Which of the following ions will oxidize Br- ion to Br2?

  1. Pb2+
  2. H+   
  3. Au3+ 
  4. MnO4-

Q2.15

A voltaic cell has an aluminum electrode in Al2(SO4)3 solution in one compartment and the other compartment has a lead electrode in PbSO4 solution.

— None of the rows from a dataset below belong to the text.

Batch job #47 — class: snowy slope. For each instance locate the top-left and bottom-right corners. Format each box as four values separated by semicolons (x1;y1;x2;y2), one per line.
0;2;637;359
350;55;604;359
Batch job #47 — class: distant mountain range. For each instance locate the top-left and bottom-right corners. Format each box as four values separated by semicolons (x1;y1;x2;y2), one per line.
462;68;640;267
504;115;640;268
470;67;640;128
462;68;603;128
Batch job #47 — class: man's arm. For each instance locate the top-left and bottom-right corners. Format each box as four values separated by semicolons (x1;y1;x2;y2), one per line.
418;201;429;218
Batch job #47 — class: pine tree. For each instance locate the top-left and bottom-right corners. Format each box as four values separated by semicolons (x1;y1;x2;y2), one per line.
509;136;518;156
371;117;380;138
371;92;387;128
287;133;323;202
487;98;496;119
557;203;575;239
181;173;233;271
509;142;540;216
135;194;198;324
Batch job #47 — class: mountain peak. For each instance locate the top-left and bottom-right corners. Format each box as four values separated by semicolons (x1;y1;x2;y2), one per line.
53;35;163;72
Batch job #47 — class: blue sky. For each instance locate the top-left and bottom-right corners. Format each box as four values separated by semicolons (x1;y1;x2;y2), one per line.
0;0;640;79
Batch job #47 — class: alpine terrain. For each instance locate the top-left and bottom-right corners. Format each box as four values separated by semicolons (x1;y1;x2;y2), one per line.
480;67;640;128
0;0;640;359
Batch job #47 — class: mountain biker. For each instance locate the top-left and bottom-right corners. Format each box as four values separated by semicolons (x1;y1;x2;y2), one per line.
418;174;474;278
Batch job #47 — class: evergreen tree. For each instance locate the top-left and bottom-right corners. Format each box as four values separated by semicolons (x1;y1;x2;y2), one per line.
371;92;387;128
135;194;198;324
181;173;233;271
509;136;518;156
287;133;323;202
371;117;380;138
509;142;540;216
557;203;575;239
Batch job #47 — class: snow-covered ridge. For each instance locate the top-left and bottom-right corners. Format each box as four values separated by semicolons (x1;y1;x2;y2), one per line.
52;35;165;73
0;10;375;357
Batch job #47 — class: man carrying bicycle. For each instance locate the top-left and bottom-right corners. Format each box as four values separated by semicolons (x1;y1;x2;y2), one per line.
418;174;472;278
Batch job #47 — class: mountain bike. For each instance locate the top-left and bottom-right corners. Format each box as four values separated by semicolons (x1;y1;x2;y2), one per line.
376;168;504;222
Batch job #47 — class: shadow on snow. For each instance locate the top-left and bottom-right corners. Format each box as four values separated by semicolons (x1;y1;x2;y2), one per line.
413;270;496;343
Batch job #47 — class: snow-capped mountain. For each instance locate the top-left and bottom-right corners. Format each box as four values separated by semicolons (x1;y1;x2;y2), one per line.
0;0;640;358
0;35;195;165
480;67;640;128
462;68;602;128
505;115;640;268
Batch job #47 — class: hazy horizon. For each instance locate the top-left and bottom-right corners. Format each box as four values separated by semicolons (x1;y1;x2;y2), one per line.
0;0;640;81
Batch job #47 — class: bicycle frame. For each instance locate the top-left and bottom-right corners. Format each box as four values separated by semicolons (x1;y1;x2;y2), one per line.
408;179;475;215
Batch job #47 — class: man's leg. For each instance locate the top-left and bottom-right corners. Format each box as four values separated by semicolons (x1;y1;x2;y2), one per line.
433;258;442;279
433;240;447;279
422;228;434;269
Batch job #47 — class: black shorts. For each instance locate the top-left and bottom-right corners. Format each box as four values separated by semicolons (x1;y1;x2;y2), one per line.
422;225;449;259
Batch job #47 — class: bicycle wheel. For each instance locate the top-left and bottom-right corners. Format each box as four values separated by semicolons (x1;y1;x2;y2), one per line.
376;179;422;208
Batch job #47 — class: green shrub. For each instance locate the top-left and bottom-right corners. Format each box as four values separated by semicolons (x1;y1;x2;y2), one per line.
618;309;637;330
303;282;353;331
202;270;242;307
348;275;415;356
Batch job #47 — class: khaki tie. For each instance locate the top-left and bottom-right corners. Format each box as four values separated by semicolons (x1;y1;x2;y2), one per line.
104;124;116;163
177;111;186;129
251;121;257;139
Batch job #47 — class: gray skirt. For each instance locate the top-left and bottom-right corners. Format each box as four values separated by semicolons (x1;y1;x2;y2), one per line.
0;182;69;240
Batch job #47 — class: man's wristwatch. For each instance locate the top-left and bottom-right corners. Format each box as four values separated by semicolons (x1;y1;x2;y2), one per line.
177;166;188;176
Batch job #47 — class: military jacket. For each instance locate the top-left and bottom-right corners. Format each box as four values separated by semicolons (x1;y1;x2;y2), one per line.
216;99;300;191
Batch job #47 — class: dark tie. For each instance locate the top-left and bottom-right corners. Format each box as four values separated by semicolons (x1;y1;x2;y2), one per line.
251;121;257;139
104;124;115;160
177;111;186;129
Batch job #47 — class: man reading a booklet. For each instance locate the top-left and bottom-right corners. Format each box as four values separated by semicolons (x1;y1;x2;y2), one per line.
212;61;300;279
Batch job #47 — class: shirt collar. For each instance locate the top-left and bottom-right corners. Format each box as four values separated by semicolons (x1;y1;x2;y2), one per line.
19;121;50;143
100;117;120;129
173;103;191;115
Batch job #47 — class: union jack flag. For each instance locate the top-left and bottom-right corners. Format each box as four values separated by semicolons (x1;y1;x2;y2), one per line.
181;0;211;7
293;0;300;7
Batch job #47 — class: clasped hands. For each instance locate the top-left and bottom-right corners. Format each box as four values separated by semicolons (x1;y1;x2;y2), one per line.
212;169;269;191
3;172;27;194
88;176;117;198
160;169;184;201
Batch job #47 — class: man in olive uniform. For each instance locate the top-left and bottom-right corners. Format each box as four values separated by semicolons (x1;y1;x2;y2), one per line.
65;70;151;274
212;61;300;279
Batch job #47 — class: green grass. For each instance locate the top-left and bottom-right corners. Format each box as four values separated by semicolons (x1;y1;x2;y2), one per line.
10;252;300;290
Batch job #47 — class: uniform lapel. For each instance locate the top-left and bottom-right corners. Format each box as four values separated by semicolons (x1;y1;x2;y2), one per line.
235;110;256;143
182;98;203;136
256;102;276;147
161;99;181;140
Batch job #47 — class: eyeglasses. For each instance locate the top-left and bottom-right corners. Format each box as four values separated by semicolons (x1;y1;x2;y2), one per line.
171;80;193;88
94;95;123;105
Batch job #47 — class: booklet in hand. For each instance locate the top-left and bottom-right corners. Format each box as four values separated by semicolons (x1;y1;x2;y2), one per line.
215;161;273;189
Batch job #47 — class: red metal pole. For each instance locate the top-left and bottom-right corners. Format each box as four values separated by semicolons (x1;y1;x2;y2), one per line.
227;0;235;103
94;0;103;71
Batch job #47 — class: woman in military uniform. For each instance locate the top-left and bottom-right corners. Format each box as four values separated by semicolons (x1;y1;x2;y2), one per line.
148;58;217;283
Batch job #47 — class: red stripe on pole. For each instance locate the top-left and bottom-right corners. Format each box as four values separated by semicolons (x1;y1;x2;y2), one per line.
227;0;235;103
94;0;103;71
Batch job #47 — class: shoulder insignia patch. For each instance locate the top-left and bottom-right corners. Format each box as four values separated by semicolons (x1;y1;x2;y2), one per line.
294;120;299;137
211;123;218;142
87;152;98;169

  1. Which has a greater tendency to be oxidized, Al or Pb?  Write a balanced equation for the spontaneous reaction.
  2. Draw a picture of the voltaic cell, including
    1. the anode and cathode
    2. the direction of flow of electrons, positive ions and negative ions
  3. Which electrode will increase in mass?

Q2.16

The following table contains data obtained by measuring the voltage between two metals:

Voltaic Cell Anode (-) Cathode (+) Cell Voltage (v)
Pb/Ni Ni Pb 0.10 volts
Pb/Au Pb Au 0.80 volts
Pb/Fe Fe Pb 0.25 volts
Ni/Au Ni Au 0.90 volts
Ni/Fe Fe Ni 0.15 volts
Fe/Au Fe Au 1.05 volts
  1. From the data in the table above, which metal is the strongest reducing agent?
  2. From the data in the table above, which metal is the weakest reducing agent?
  3. Using the reduction of lead (Pb) as a reference, construct a half-cell voltage table from the experimental data above.